Allegations shouldn’t define Winston’s Heisman standing

Let’s be clear: We don’t know enough right about the accusations

surrounding Jameis Winston to make a decision, one way or the

other.

Wednesday, TMZ

reported that the Florida State quarterback and

Heisman Trophy frontrunner is being investigated for sexual battery,

nearly year-old allegations that his attorney denies. No charges have

been filed, and there is no change in Winston’s status with the

Seminoles.

I’m reminded of a line early in ‘Jerry

Maguire,’ where he’s standing outside a police department with his

client, who is being grilled by reporters.

“Listen,”

Tom Cruise’s character breaks in, “there’s no proof of anything except

that this guy is a sensational athlete.”

Really,

that’s the only thing we can say with any certainty right

now.

The Tallahassee Police Department report was

heavily redacted and it describes a suspect that doesn’t match the QBs

stature — it lists him between 5-foot-9 and 5-11 and 240 pounds and

Winston stands 6-4, 218 — and according to Winston’s attorney, Tim

Jansen, he’s never been questioned by the police in connection with the

incident.

“The matter was resolved and closed since

February,” Jansen told

the ‘Orlando Sentinel.’ “We don’t know why it is

out now. … In February, I talked with police and they informed me the

case was closed. Nothing has transpired since February and we were kind

of surprised it was re-opened.”

Of course, in the

court of public opinion, Winston is going to have this hanging over him,

no matter how this situation plays out. He’s another athlete in another

scandal.

In the

latest Heisman Forecast, I went into what stands as

the central focus of the race heading into Week 12 of this season: The

debate between Winston and defending winner, Texas A&M’s Johnny

Manziel. By virtue of his play and where he’s carried the Seminoles,

he’s on his way to becoming the second redshirt freshman to win the

award.

Frankly, Wednesday’s news did nothing to

change that.

Policing morality is not part of my

obligations as a Heisman voter. I threw my support behind Cam Newton in

2010 despite the pay-for-play talk and last year Manziel, who was

arrested in a bar fight before his record-breaking campaign, topped my

ballot. For what it’s worth, we’ve already seen a felon win in Johnny

Rodgers (1972), a conviction for his role in a gas station hold-up he’s

seeking to have pardoned.

None

of this is meant to belittle the circumstances that led to a police

report being filed after an incident on Dec. 7, 2012, in which a woman

alleged sexual assault was committed through the use of “physical force”
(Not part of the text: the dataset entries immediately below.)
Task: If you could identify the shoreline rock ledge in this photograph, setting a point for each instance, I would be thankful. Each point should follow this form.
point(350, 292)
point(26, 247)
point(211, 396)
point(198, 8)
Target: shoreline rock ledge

with a motive of “sexual gratification.” None of it is meant to

trivialize this disgusting, deplorable behavior and scale it down to the

impact it has on a 25-pound chunk of bronze.

This

case has a real victim and that we’re not hearing about it until 11

months later raises even more questions about whether his information

was being suppressed and why justice has yet to be delivered for the

woman at the center of this case.

But Winston, like

anyone facing allegations like these, deserves the benefit of the doubt.

If the investigation progresses to the point where he’s charged and

then found guilty, then we’ll have our answers. Until then, it’s our

duty as human beings to judge Winston on the only thing we can right

now: His play.

That takes us back to the

Heisman.

There will be voters that back away from

Winston, because until there is a resolution this story is only going to

become bigger and bigger as the Dec. 14 ceremony nears. No matter what

he does from here on out — and at this point it’s been impressive

enough to put him in the lead of this trophy chase in guiding the

Seminoles to a 9-0 record and No. 2 spot in the polls — this will be

part of any conversation with his

candidacy.

Can you vote for Winston knowing

he could be guilty?

If the case isn’t

closed before ballots are due, it will lead some to go with Manziel,

Alabama’s AJ McCarron or Baylor’s Bryce Petty. But much like Newton in

2010, voters owe it to the legacy of the Heisman to fill out their

ballots with only the concrete information available to them and until

formal charges are filed against Winston, this can’t be part of that

decision making.

Can you not vote for

Winston knowing he could be

innocent?

There’s no altering the votes. If

its found Winston did nothing wrong and that’s an error I would hope no

voter wants to live with. If he’s charged or if more information

surfaces, then as a voting populace steps can be made before or after

ballots are due. Reggie Bush had his ’05 trophy vacated and if need be,

the Heisman Trust can do it again.

Winston’s

reputation could be tarnished, and so too, could the the trophy if its

given to him. But it’s a risk that the award’s court of public opinion

may have to live with.

The Heisman is Jameis

Winston’s to lose. Nothing’s changed there.